A major tourist attraction in Western Australia has gone off-grid with the successful installation of a stand-alone power system (SPS).
Horizon Power installed the system at the Fitzgerald River National Park, near Hopetoun, completely removing the park from the overhead electricity network.
An SPS generates and stores its own electricity through solar panels and a battery, and has a back-up diesel generator.
This combination of technology allows the SPS to supply continuous power 24 hours a day, regardless of the weather.
The new Fitzgerald River National Park SPS is powering the Department of Biodiversity, Conservation and Attractions’ (DBCA, formerly Department of Parks and Wildlife) ranger station, office and workshop complex, allowing for the removal of imposing powerlines, which were stretched across the picturesque Culham Inlet within the park.
In addition to generating an environmentally friendly energy source and improving aesthetics, the SPS reduces the park’s bushfire risk by removing the need for traditional ‘poles and wires’ infrastructure.
DBCA Albany district manager Peter Hartley said the SPS was an ideal solution for the national park.
“This system has eliminated the need for more than 4km of powerlines, some of which crossed over the Culham Inlet in the park,” Mr Hartley said.
“This park is a major tourist attraction and the removal of powerlines and poles adds substantially to the natural beauty of this spectacular location.”
Horizon Power managing director Frank Tudor said the technology was helping the organisation be at the forefront of renewable energy alternatives.

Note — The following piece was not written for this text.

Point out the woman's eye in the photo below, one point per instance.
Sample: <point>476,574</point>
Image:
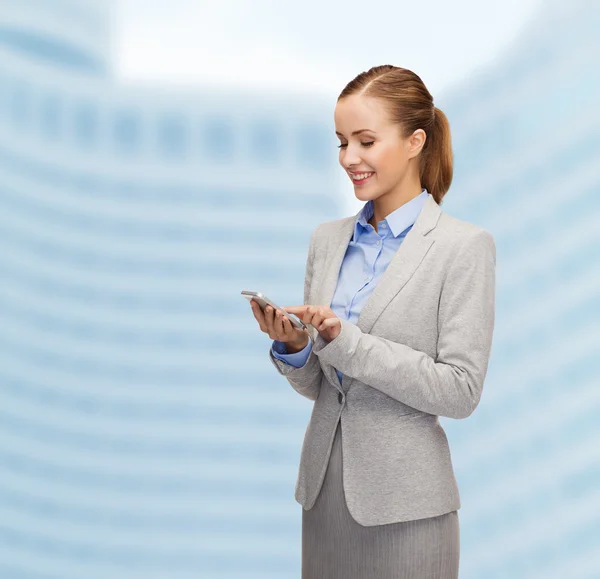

”We are actively adopting new solutions to provide customers with more choice and control and are working with the DBCA to expand the number of SPS in the region,” Mr Tudor said.
Five SPS have been operating successfully for more than a year in the Esperance area including a system at Cape Le Grand National Park which powers facilities at the park entrance, including two rangers’ houses, workshops and the park office.